Thanks Mark. I will have a look tomorrow before I `hot wire` the solenoid.
Regards, Robin.


----------



## 130997 (Jan 31, 2010)

Well an update!

After lunch I clambered under the van and connected a wire to the smaller terminal on the solenoid direct to the positive battery terminal and rather surprisingly (in the absence of glow plug lights coming on, therefore warming up and going off) the old girl started immediately! 

I guess that's good, but does it help identify where the problem lies? I looked for dodgy connections and couldn't find any checked what fuses I could and they all seem fine.

If this `new` development offers any insight to any of you I would very much appreciate it. Is there possibly a fuse involved I am missing, an obvious place for corrosion (unfortunately no local spade connectors obvious as culprits).

Thanks in anticipation of your interest.

Best wishes,

Robin.


----------



## rayc (Jun 3, 2008)

exfatdad said:


> Well an update!
> 
> After lunch I clambered under the van and connected a wire to the smaller terminal on the solenoid direct to the positive battery terminal and rather surprisingly (in the absence of glow plug lights coming on, therefore warming up and going off) the old girl started immediately!
> 
> ...


The fault would appear that there is no voltage getting to the starter solenoid when the key is switched to the start position. I guess a volts tester is the next step to trace the route from the switch via whatever route it takes to the solenoid.


----------



## badger750 (Nov 1, 2009)

don't worrry about a meter make up or buy a test light to check to see if you have a voltage from the back of the ign switch and try to trace the wire from there it could be just a bad switch especially as you had trouble with the key you could try banging the steering wheel with your hand while turning the key it might make a difference


----------



## 130997 (Jan 31, 2010)

I like the idea of thumping something to make it work, good basic stuff. I will try.
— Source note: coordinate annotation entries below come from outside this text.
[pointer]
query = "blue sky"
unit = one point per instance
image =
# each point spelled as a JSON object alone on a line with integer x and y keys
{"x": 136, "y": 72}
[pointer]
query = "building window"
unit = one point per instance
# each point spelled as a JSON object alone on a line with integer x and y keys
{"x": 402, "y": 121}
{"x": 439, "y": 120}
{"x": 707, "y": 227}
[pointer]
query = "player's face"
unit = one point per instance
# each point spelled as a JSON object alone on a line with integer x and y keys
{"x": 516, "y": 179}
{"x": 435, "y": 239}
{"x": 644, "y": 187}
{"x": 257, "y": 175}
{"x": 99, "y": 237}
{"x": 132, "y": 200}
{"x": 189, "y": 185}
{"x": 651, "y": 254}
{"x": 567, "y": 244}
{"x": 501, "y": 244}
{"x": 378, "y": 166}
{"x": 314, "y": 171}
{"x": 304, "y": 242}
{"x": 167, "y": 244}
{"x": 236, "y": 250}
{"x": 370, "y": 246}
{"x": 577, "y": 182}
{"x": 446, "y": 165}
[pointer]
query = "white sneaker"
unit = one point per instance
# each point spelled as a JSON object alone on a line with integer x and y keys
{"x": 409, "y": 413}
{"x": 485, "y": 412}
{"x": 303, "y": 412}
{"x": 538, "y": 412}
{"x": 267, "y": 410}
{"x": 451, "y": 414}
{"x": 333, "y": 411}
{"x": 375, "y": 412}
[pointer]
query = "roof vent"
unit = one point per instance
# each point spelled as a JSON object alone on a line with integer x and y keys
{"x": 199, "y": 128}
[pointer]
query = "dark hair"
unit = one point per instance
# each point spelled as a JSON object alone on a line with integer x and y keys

Accessing the back of the ignition switch is difficult, I tried it last year with the same problem. The ignition switch sits about 9 inches to the right of the steering column and must also disengage the steering lock. It seems embedded in the lengthy dashboard.

Thanks for your help guys, really useful.

Regards,

Robin.


----------



## 130997 (Jan 31, 2010)

Sorry to have been so long in getting back.
It appears the problem is with the ignition barrel, so says the visiting auto-electrician, worn out copper contacts!
I have the part on order and am keeping my fingers crossed it will solve the problem.
I will let you know.

Best wishes, Robin.


----------



## welsh_petal (3 mo ago)

citroennut said:


> wouldn't worry too much at the moment about the glow plugs, if they weren't working it would still crank and eventually fire - if there was sufficient juice. the other option is to put in gear and rock backwards and forwards, i do appreciate it is heavy! but may be possible if on the level. simon


 Why does this work?? It works on my mums Hymer which we found out by mistake. What’s wrong with it?


----------



## welsh_petal (3 mo ago)

citroennut said:


> wouldn't worry too much at the moment about the glow plugs, if they weren't working it would still crank and eventually fire - if there was sufficient juice. the other option is to put in gear and rock backwards and forwards, i do appreciate it is heavy! but may be possible if on the level.
> 
> simon


Why does this work? We have to do the same to our occasionally. What’s the issue that it’s solving by rocking it back and forward?


----------



## Pat-H (Oct 30, 2009)

The earlier starters had a throwout Bendix.
The inertia of the motor spinning up throws the drive gear into the fly wheel. When the flywheel speed goes above the starter motor the gear retracts back in.
Sometimes the gear gets stuck into the flywheel. It then can't start as the motor can't get spinning first.
Rocking back and forth frees the gear and let's it retract back ready to be started.


----------



## welsh_petal (3 mo ago)

Pat-H said:


> The earlier starters had a throwout Bendix. The inertia of the motor spinning up throws the drive gear into the fly wheel. When the flywheel speed goes above the starter motor the gear retracts back in. Sometimes the gear gets stuck into the flywheel. It then can't start as the motor can't get spinning first. Rocking back and forth frees the gear and let's it retract back ready to be started.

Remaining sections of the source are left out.